Not so experienced at olfactory meteorology, I still thought that perhaps I could smell it; a dampness in the air, sharpening the usual smells of dried heather and pine resin, with a faint, moist scent of kelp from the distant shore mixed in.

“I wonder if the men have got back to Lallybroch yet,” I said.

“I doubt it.” Jamie shook his head. “They’ve less distance to go than we’ve had, but they’re all afoot, and it will ha’ been slow getting them all away.” He rose in his stirrups, shading his eyes to peer toward the distant cloud bank. “I hope it’s just rain; that willna trouble them overmuch. And it might not be a big storm, in any case. Perhaps it willna reach so far south.”

I pulled my arisaid, a warm tartan shawl, tighter around my own shoulders, in response to the rising breeze. I had thought this few days’ stretch of warm weather a good omen; I hoped it hadn’t been deceptive.

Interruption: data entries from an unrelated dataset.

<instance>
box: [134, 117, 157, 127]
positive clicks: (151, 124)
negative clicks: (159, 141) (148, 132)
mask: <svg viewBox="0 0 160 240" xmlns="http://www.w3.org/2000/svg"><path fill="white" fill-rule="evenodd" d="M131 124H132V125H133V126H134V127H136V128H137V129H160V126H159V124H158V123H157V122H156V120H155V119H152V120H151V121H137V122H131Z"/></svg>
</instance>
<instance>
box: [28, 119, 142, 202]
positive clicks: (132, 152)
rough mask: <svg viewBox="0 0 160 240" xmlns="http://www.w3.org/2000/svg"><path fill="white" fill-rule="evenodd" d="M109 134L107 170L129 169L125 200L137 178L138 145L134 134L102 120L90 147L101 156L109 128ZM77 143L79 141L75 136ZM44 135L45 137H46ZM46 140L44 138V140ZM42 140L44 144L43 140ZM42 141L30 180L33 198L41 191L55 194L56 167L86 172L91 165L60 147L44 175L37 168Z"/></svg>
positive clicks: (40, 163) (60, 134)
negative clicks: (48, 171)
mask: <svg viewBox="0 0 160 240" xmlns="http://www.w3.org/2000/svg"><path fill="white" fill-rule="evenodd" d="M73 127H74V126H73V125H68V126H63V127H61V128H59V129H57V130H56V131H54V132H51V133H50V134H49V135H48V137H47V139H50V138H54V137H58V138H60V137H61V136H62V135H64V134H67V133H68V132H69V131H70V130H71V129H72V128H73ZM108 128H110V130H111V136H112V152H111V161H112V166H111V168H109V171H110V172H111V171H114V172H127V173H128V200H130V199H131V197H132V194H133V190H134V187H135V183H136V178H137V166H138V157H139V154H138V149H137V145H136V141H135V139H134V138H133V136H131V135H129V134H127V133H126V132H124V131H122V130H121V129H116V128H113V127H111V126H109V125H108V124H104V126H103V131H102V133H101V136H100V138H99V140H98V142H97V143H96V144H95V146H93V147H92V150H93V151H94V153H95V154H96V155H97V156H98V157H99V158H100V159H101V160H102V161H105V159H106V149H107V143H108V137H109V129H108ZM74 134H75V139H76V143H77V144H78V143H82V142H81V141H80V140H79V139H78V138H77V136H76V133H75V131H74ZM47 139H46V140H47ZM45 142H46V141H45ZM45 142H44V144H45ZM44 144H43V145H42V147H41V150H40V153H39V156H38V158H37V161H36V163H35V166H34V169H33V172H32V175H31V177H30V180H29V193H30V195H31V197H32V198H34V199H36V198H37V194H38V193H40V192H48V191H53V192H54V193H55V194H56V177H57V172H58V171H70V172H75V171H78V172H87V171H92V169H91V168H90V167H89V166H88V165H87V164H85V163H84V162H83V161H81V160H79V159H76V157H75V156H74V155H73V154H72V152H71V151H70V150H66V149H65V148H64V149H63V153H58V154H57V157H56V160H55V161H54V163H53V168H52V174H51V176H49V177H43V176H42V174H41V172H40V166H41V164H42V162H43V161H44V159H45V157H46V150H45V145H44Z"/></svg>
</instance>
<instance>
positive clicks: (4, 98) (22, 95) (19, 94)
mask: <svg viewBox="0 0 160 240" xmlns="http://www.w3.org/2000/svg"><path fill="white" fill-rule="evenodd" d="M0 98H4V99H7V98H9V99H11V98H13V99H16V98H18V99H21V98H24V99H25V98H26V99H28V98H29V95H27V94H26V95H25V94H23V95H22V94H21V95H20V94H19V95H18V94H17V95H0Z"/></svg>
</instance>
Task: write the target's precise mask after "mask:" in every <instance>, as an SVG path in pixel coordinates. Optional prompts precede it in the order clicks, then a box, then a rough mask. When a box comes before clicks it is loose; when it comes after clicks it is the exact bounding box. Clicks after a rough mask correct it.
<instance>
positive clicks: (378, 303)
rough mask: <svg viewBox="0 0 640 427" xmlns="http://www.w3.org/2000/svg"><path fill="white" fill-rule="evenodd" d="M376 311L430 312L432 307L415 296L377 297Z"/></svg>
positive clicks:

Jamie had spent an entire night sitting by the window in Holyrood, after receipt of Charles’s order. And in the morning, he had gone first to Charles, to tell His Highness that he and I would ride alone to Beauly, accompanied only by Murtagh, to convey His Highness’s respects to Lord Lovat, and his request that Lovat honor his promise of men and aid.

Next, Jamie had summoned Ross the smith to our chamber, and given him his orders, in a voice so low that I could not make out the words from my place near the fire. I had seen the burly smith’s shoulders rise, though, and set firm, as he absorbed their import.

The Highland army traveled with little discipline, in a ragtag mob that could scarcely be dignified as a “column.” In the course of one day’s movement, the men of Lallybroch were to drop away, one by one. Stepping aside into the shrubbery as though to rest a moment or relieve themselves, they were not to return to the main body, but to steal quietly away, and make their way, one by one, to a rendezvous with the other men from Lallybroch. And once regathered under the command of Ross the smith, they were to go home.

“I doubt they’ll be missed for some time, if at all,” Jamie had said, discussing the plan with me beforehand. “Desertion is rife, all through the army. Ewan Cameron told me they’d lost twenty men from his regiment within the last week. It’s winter, and men want to be settling their homes and making things ready for the spring planting. In any case, it’s sure there’s no one to spare to go after them, even should their leavin’ be noticed.”

“Have you given up, then, Jamie?” I had asked, laying a hand on his arm. He had rubbed a hand tiredly over his face before answering.